- Mary Bain in 1937
- Country: United States
- Born: August 8, 1904 Ungvár, Kárpátalja, Hungary
- Died: October 26, 1972 (aged 68) New York City, United States
- Title: Woman International Master (1952)

= Mary Bain =

American chess player (1904–1972)

Mary Weiser Bain (August 8, 1904 – October 26, 1972) was an American chess master.

==Biography==
She was born in or near Ungvár, Kárpátalja, Hungary, which is now Uzhhorod, Zakarpattia oblast, Ukraine, into an assimilated Jewish family.
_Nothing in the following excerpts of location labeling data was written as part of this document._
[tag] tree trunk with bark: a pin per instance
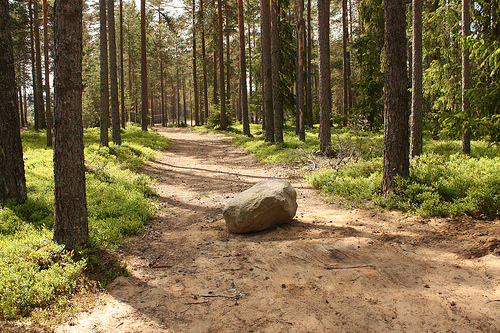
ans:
(113, 76)
(267, 81)
(70, 202)
(416, 142)
(195, 74)
(103, 47)
(12, 178)
(466, 130)
(396, 113)
(325, 92)
(243, 71)
(223, 124)
(275, 72)
(48, 112)
(300, 69)
(144, 69)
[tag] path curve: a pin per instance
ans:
(331, 270)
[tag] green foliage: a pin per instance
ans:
(34, 271)
(441, 186)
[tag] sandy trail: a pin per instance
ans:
(331, 270)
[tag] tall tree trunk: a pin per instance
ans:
(346, 58)
(216, 90)
(275, 72)
(228, 65)
(122, 77)
(204, 62)
(416, 142)
(144, 69)
(223, 124)
(396, 115)
(163, 123)
(195, 75)
(70, 202)
(38, 63)
(103, 47)
(466, 134)
(36, 102)
(310, 120)
(243, 71)
(48, 112)
(325, 92)
(113, 75)
(267, 81)
(300, 69)
(12, 178)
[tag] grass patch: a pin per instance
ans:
(34, 271)
(442, 182)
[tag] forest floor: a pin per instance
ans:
(332, 269)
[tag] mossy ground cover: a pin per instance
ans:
(34, 271)
(442, 182)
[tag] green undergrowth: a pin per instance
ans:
(442, 182)
(34, 271)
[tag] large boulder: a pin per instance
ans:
(268, 203)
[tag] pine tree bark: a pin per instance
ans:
(223, 124)
(267, 79)
(195, 74)
(38, 67)
(325, 92)
(70, 202)
(275, 72)
(12, 178)
(396, 114)
(416, 142)
(144, 69)
(48, 112)
(243, 71)
(122, 77)
(204, 115)
(103, 59)
(113, 76)
(466, 130)
(300, 69)
(36, 105)
(310, 120)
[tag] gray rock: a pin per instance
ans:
(266, 204)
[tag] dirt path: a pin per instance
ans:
(330, 270)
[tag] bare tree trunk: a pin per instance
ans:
(223, 124)
(243, 71)
(466, 134)
(325, 92)
(12, 178)
(38, 63)
(416, 142)
(195, 75)
(144, 68)
(113, 75)
(300, 69)
(36, 102)
(122, 77)
(275, 72)
(70, 203)
(310, 121)
(396, 115)
(267, 81)
(204, 62)
(48, 112)
(103, 35)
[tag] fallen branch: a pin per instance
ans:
(218, 295)
(334, 266)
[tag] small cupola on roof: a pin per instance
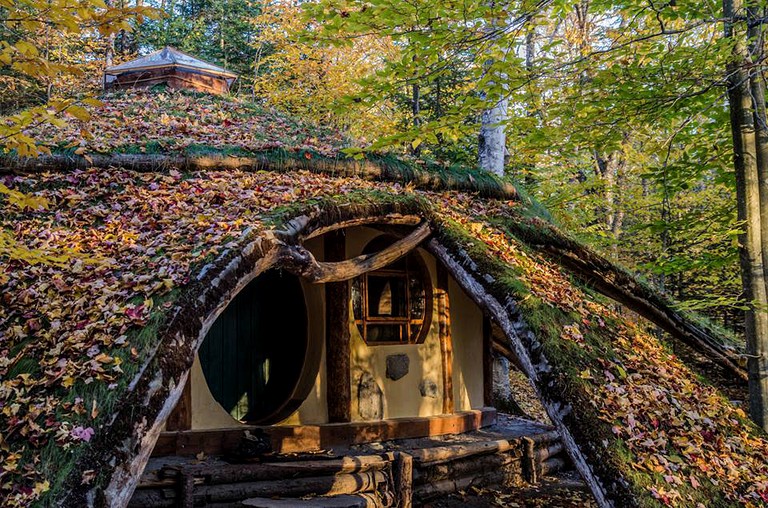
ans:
(172, 67)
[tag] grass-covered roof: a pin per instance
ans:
(106, 275)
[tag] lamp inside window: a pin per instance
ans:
(393, 305)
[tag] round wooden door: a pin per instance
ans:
(257, 359)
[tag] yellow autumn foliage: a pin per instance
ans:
(298, 73)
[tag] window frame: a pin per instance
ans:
(414, 266)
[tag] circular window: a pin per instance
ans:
(257, 359)
(393, 305)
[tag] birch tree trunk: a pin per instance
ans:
(492, 148)
(492, 145)
(746, 97)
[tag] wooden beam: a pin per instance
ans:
(446, 342)
(181, 416)
(487, 361)
(337, 337)
(392, 219)
(300, 261)
(306, 438)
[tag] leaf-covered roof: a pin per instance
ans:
(107, 273)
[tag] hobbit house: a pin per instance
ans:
(290, 327)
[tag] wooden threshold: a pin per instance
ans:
(307, 438)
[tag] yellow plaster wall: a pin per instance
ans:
(314, 408)
(467, 334)
(206, 412)
(401, 398)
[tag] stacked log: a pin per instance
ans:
(205, 485)
(391, 479)
(510, 463)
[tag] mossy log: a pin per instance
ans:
(281, 161)
(349, 483)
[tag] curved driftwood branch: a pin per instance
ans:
(300, 261)
(392, 219)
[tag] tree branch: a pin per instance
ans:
(298, 260)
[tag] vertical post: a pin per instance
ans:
(446, 343)
(402, 476)
(487, 362)
(181, 416)
(337, 337)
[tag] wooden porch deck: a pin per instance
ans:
(402, 472)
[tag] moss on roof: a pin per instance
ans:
(109, 283)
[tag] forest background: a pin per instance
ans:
(617, 112)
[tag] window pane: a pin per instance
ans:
(386, 296)
(418, 298)
(357, 298)
(385, 333)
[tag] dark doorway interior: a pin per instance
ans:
(254, 354)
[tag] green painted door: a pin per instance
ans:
(254, 354)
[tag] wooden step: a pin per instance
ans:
(345, 501)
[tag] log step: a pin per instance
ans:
(344, 501)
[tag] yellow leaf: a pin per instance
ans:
(79, 112)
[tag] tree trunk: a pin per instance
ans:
(492, 143)
(416, 110)
(746, 97)
(493, 138)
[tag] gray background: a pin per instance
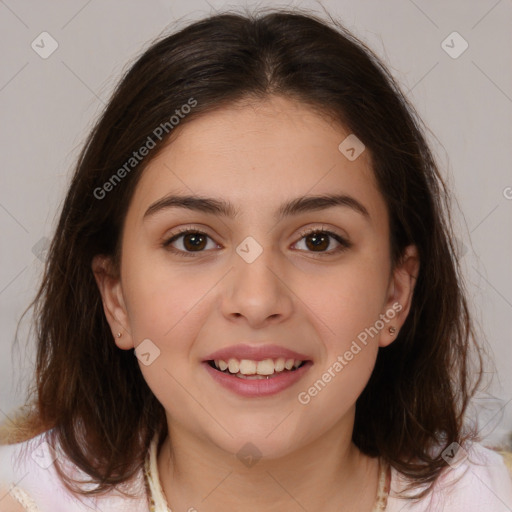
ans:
(48, 106)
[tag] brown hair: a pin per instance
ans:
(92, 395)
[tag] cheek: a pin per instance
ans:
(350, 300)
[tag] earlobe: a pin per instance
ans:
(109, 285)
(400, 294)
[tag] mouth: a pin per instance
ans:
(256, 370)
(249, 378)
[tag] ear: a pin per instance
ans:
(400, 292)
(109, 284)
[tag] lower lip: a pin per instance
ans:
(258, 387)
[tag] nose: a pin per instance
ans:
(258, 292)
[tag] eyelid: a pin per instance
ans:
(342, 240)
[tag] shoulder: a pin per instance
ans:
(28, 475)
(477, 479)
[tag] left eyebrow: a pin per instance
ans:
(227, 209)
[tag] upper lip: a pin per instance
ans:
(256, 353)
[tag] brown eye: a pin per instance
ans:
(319, 241)
(188, 242)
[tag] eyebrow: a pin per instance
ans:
(226, 209)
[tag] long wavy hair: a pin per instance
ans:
(90, 397)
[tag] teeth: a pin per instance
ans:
(247, 367)
(233, 365)
(289, 364)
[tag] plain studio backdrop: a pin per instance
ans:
(61, 60)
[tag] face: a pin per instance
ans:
(257, 284)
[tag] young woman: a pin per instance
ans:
(252, 299)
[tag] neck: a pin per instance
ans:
(329, 474)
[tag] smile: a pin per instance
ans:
(256, 379)
(250, 369)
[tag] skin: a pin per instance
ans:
(258, 155)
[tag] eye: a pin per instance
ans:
(319, 240)
(190, 240)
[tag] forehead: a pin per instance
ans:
(257, 155)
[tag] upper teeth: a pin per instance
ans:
(250, 367)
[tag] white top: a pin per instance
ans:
(481, 483)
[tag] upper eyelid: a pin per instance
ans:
(303, 233)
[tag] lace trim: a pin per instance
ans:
(23, 499)
(158, 503)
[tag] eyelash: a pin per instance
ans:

Under the name Marie Weiserova, her 1921 New York immigration manifest lists her previous address as "Ushorod, Czecho-Sl." or Uzhhorod, which was then in Czechoslovakia, but it also lists her place of birth as "Iadobover" [sic], and the modern name of this town is unclear.

She was a Women's World Chess Championship Challenger in 1937 and 1952 and the first American woman to represent the U.S. in an organized chess competition.

She married Leslie Balogh Bain in 1926, an author, war correspondent and film director, and had two children with him. They divorced in 1948. In the 1950s, she ran a chess emporium and coffee house on 42nd Street in Manhattan. She died in New York.

Mary Bain won the U.S. Women's Chess Championship in 1951. Bain was awarded the Woman International Master title in 1952 and represented her country at the 1963 Chess Olympiad, held in Split.

In international tournaments, she took fifth place at Stockholm 1937 (Vera Menchik won) and 14th place at Moscow 1952 (Elisabeth Bykova won).